La FabMob est, elle même, produite pour être répliquée par un maximum de monde, elle n’utilise que des outils open source et ne nécessite pas de gros moyens financiers. La FabMob Québec, les actions en Afrique confirment cette capacité. Un réseau mondial de Fabrique pourrait se constituer pour enrichir rapidement l’écosystème de ressources ouvertes et utiles aux entrepreneurs. Ce réseau sera un catalyseur des démarches effectuales de nombreux entrepreneurs, les aidant à se lancer et à capitaliser pour les prochains. Et la dynamique est bouclée puisque plus il y aura d’entrepreneurs utilisant les ressources ouvertes, plus elles vont s’améliorer par leur contribution et plus elles seront attractives.
Sans vouloir directement changer la mobilité ou encore engager des projets planifiés sur plusieurs années, la Fabrique vise à maximiser le potentiel créatif des entrepreneurs, à augmenter le nombre d’entrepreneur et à documenter leurs parcours, leurs échecs et leurs réussites. Le blog a constitué le point de départ pour constituer un réseau de compétences indispensables comprendre la complexité de cet écosystème, créer les premières communautés d’intérêts capables d’identifier les premières ressources à produire.
En intégrant la pensée effectuale, il devient délicat de continuer à agir dans des démarches opposées dites causales, surtout dans des domaines complexes. En plaçant les entrepreneurs dans des situations principalement causales comme les appels à projets, pour résoudre des problèmes complexes avec de nombreuses rétroactions, nous réduisons grandement les chances de succès sans produire ni connaissance ni ressource utile pour les suivants. Il est urgent d’enseigner l’effectuation et pour ceux qui la pratiquent d’en montrer de façon explicite toutes les vertues.
Quelle pourrait être la prochaine étape ?
Le but de la Fabrique une fois atteint, pourrait permettre de disposer d’une machine à produire des communs utiles aux entrepreneurs et plus largement à l’écosystème. Ces communs et ce réseau de Fabrique constitueront alors des nouvelles ressources pour se lancer dans un 3ème but : celui de devenir un tiers de confiance reconnu et utile à l’écosystème pour équilibrer les tensions entre les forces du marché et l’intérêt collectif, entre les acteurs privés et les collectivités, entre les plateformes et le citoyen.

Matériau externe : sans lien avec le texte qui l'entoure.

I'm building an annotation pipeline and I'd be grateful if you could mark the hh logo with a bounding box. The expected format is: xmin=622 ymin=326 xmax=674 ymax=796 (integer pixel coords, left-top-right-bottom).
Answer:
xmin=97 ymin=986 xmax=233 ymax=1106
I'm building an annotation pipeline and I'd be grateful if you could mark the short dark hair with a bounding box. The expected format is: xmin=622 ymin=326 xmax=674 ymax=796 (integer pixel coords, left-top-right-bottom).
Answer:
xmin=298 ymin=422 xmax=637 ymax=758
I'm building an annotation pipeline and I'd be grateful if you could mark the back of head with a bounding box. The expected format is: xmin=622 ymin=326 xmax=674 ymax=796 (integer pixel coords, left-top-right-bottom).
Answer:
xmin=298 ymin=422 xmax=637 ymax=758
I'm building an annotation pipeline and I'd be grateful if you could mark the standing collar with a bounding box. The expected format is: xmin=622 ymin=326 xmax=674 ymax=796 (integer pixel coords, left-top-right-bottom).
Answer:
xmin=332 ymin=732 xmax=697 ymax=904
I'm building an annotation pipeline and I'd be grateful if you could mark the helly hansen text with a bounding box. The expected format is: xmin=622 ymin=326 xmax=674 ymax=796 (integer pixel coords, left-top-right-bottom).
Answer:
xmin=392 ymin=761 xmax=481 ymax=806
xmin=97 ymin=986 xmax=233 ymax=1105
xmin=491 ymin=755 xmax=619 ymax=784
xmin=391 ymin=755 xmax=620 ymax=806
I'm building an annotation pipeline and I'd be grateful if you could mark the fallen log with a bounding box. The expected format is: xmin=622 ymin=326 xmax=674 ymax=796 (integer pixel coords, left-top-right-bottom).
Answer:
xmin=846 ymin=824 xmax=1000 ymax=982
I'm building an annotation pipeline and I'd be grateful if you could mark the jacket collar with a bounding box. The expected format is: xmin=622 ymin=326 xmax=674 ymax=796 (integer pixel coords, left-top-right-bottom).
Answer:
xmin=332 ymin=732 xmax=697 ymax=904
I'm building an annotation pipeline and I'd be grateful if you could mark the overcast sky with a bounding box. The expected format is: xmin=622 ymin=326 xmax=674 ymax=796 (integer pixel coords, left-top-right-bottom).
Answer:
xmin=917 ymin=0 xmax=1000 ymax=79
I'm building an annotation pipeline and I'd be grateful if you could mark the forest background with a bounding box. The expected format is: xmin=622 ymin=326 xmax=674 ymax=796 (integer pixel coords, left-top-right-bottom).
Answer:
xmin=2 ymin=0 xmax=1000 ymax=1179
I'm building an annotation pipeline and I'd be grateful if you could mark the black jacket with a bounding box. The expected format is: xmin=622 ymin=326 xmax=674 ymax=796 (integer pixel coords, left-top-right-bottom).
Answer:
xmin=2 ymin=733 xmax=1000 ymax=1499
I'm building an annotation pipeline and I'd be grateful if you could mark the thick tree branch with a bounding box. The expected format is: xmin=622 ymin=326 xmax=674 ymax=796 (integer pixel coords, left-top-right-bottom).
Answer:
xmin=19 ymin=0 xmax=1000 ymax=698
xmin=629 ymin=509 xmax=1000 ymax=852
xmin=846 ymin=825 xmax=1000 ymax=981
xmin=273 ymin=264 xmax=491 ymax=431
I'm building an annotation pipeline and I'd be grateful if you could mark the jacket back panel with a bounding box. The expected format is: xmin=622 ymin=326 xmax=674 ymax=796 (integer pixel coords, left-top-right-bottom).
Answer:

PS : Cet article complète les 3 posts sur ma transformation numérique sous l’angle de l’effectuation. Il prépare une conférence SKEMA avec D.Vian, théoricien du sujet.
1 commentaire
Et si finalement toute cette approche devenait simplement VIRALE? Ainsi elle témoignerait de la force des énergies collectives, d’une forme de structuration des intelligences individuelles pour répondre à l’ensemble des préoccupations soigneusement cachées ou mal définies. Bravo pour ce travail.